Trente ans de succès sur la Côte d’Azur pour le salon Jean-Michel Pascal Coiffure

Taille du texte: A A A

Fondé par Jean-Paul et Claudia de los Rios, le salon Jean-Michel Pascal Coiffure vient de fêter ses 30 ans. Aujourd’hui, l’adresse rayonne sous l’impulsion de la deuxième et troisième génération.

Article de Julie de los Rios

Près de 350 personnes étaient conviées cet automne pour célébrer les 30 ans du salon, Jean-Michel Pascal Coiffure. Le défi relevé par trois générations de la famille de los Rios ? Fidéliser une jolie clientèle dans un quartier administratif de Nice.

L’histoire commence bien avant 1987. Jean-Paul et Claudia font leur début en Algérie en tant que salariés. Rapatriés en France, ils poursuivent leur carrière de coiffeurs à Béziers avant de voler de leurs propres ailes à Nice.

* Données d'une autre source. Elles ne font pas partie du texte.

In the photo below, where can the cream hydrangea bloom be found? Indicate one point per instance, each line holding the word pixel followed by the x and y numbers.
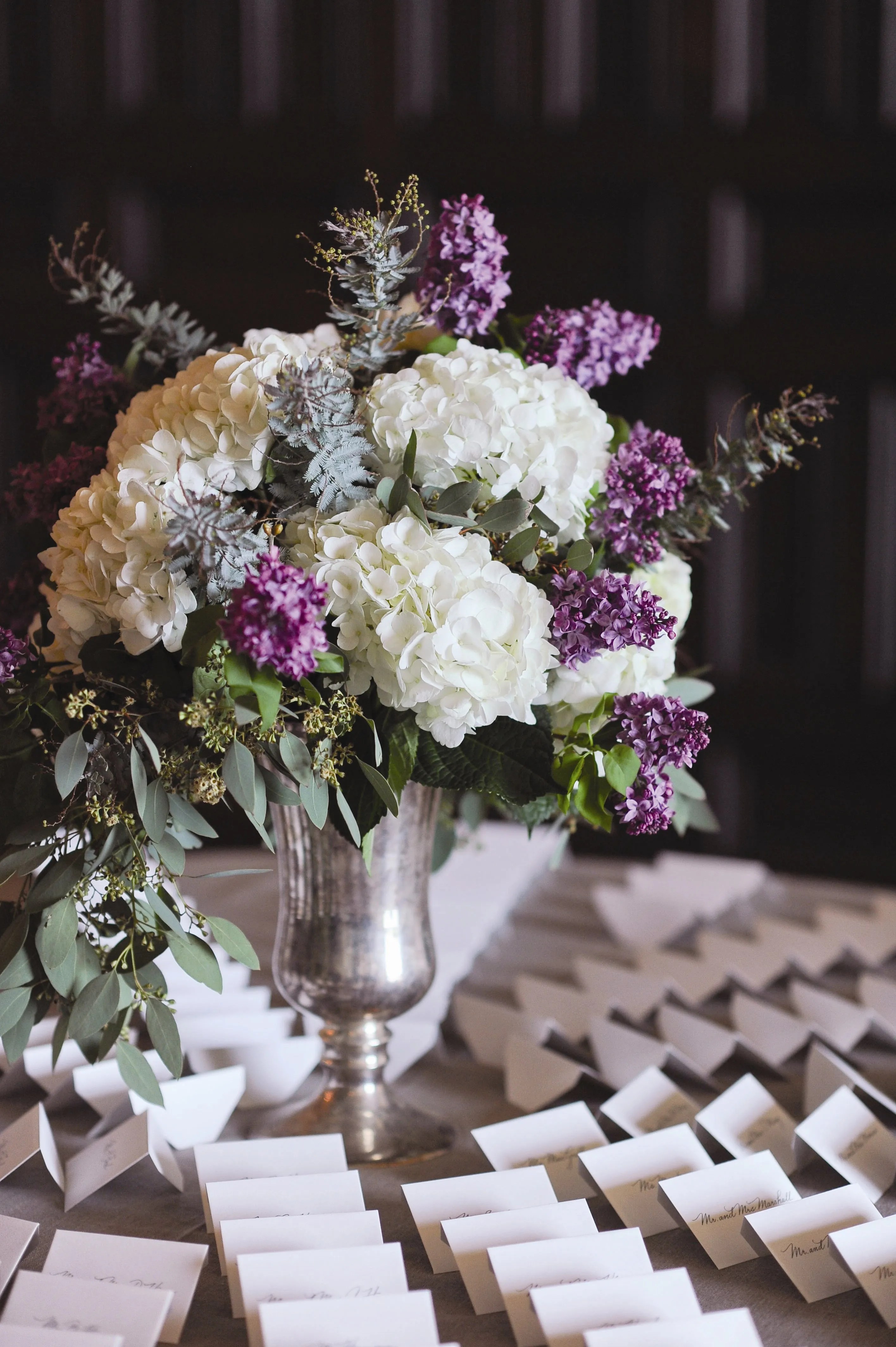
pixel 482 413
pixel 432 619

Après un passage dans le Vaucluse, où ils prennent leur envol avec JMR Coiffure, les voici de retour à Nissa la Bella. Aujourd’hui, Jean-Michel et Pascal, leurs deux fils, ambassadeurs du groupe Ducastel, ont pris le relais dans cette belle adresse, épaulés par la fille de l’aîné, Marine. Avec chacun un parcours différent.

SE DIFFÉRENCIER DES ANCIENS

Si pour Jean-Michel, la coiffure a sonné très tôt comme une évidence, Pascal se dédiait à une carrière militaire. Une blessure à la jambe va décider de son destin. « Je me souviens d’une discussion à table avec mes parents. Pour envisager de devenir coiffeur, il fallait que je fasse différent. C’est pour ça que je me suis lancé dans les championnats et dans l’enseignement. Je suis aussi ambassadeur de Babyliss Pro depuis quinze ans. » Faire différent des parents… Même souhait pour Jean-Michel.

« Je me suis beaucoup investi dans l’artistique avec le CACF. J’aime la diversité du métier. » Vous l’aurez compris : les deux frangins ont la bougeotte et le besoin d’élargir leur horizon.

« Sur scène, je me suis construit une image », explique Pascal.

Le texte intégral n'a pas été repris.